Minneapolis City Council bans new drive-thru operations in city
Future fast food restaurants, banks and pharmacies in Minneapolis hit a legislative speed bump on Aug. 8.
That day, the Minneapolis City Council approved a ban on new construction of drive-thru windows/operations in the city, The Takeout reports. The ban will not affect existing drive-thru operations and businesses awaiting approvals to build them.
Planners say that Minneapolis is the first U.S. city of its size to issue such a ban, the Associated Press reports.
The ban is part of Minneapolis’s goal to reduce greenhouse gas emissions by 80 percent by 2050, CNet reports. Minneapolis City Council President Lisa Bender proposed the plan to also combat traffic, vehicle noise and to make sidewalks safer for pedestrians, the AP reports.
Opponents of the ordinance have argued that restricting drive-thrus will make it tougher for people with disabilities to access businesses, MPR News reports. Minneapolis City Council Member Andrea Jenkins said that she listened to such complaints..
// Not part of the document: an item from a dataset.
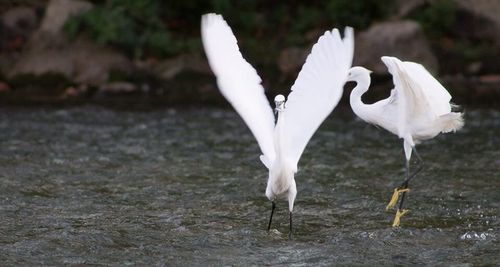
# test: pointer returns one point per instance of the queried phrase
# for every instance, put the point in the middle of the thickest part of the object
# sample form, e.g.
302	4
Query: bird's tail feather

“Drive-throughs are very important for many people with mobility issues and seniors,” Margot Imdieke Cross, a member of the Minneapolis Advisory Committee on People with Disabilities, told the Minneapolis Star Tribune. “The city of Minneapolis has to recognize that there are different groups in this community. We have different concerns and we all need to be represented.”
This is not the first time drive-thru operations have been restricted in Minneapolis — the city government had already banned them in 17 of its 23 zoning districts, according to the AP. Moreover, the city’s planning commission signed off on the ban before the vote.
“We’ve already restricted drive-throughs over the years in a number of ways, through pedestrian-oriented overlay districts and other tools. There’s a map included in the materials allowed today and it’s actually quite limited today, but this just says that we will not have any new drive-throughs in the future,” Bender said, per MPR News.